Samarco Warned of Problems at Dam, Engineer Says – by Paul Kiernan (Wall Street Journal – January 17, 2016)

http://www.wsj.com/

RIO DE JANEIRO—Brazilian mining firm Samarco Mineração SA was alerted to “severe” structural problems in one of its dams a year before it collapsed but didn’t take appropriate measures to fix them, an engineer who worked on the dam said.

Dam engineer Joaquim Pimenta de Ávila said he was consulting for Samarco when, in September 2014, he inspected a crack in its Fundão waste-storage facility. He believed it indicated the beginning of a break and said he recommended that Samarco step up monitoring and reinforce the Fundão dam with a buttress.

About 14 months later, the dam collapsed, releasing an avalanche of sludge that buried a rural village, killed at least 17 people and traveled more than 400 miles.

Considered one of Brazil’s worst environmental disasters ever, the Nov. 5, 2015, incident has triggered a criminal investigation and a roughly $5 billion civil lawsuit by authorities against Samarco and its parent companies, mining giants Vale SA and BHP Billiton Ltd.

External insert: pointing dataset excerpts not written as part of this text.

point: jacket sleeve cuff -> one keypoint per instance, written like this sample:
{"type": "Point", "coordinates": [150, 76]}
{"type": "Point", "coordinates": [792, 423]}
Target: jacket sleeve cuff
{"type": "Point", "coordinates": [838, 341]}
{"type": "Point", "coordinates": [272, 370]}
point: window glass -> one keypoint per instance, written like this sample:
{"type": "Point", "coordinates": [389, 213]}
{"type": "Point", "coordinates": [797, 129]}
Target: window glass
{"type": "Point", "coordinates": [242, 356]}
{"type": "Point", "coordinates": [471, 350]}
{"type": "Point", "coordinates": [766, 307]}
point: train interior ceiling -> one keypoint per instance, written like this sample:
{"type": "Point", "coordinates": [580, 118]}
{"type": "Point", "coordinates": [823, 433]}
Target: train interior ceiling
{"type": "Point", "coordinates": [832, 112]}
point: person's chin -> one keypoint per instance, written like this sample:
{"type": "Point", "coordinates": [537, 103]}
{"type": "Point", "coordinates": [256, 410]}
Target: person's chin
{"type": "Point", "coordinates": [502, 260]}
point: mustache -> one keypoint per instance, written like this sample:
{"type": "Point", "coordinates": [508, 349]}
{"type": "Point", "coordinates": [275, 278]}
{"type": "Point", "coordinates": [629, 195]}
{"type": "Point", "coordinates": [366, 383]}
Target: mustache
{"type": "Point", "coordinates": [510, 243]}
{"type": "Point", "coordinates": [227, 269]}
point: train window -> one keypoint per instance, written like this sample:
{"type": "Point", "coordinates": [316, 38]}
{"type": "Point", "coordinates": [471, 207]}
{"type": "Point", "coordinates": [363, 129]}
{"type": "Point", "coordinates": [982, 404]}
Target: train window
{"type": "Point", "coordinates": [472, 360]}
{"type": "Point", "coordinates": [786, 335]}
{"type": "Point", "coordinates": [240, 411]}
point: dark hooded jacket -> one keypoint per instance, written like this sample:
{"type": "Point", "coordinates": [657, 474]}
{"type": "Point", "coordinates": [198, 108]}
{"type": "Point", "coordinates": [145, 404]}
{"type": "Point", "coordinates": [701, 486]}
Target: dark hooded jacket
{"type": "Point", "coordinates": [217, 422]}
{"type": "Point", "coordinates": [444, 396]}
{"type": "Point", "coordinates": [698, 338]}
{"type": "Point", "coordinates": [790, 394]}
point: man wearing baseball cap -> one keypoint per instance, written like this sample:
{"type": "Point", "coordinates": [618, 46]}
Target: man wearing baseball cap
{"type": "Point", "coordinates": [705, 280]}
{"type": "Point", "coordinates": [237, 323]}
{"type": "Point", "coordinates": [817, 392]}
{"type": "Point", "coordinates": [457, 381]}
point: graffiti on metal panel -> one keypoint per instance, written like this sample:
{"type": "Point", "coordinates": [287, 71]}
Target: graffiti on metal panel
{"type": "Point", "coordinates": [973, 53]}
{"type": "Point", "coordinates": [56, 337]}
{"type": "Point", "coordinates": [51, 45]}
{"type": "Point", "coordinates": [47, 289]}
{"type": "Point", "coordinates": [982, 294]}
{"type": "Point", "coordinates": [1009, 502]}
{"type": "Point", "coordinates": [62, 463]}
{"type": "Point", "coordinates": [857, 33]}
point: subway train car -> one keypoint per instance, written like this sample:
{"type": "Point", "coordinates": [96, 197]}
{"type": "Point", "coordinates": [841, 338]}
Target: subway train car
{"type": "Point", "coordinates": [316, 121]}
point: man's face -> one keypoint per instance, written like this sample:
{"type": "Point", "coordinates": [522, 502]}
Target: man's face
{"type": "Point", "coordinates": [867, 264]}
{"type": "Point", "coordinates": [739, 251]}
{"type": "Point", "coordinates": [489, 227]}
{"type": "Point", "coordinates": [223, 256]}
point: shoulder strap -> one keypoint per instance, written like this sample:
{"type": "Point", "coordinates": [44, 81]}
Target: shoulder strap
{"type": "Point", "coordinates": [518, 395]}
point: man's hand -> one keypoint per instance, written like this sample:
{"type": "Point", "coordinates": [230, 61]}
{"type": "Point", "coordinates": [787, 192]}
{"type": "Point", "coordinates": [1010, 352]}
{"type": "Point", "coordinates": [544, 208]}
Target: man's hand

Samarco disputed Mr. Pimenta de Ávila’s account and said it followed his recommendations. In an interview Sunday, company lawyer Maurício Campos Júnior said it never received any warning of an “imminent” rupture from any of its consultants.

“Cracks or surges can occur in any dam,” Samarco said. “The operator’s duty is to report them, evaluate them and treat them adequately, with reports, technical recommendations and contracted projects, as Samarco always did.”

The company didn’t say whether it constructed the buttress Mr. Pimenta de Ávila says he recommended, but Mr. Campos said Samarco was in the process of strengthening the dam at the time it failed.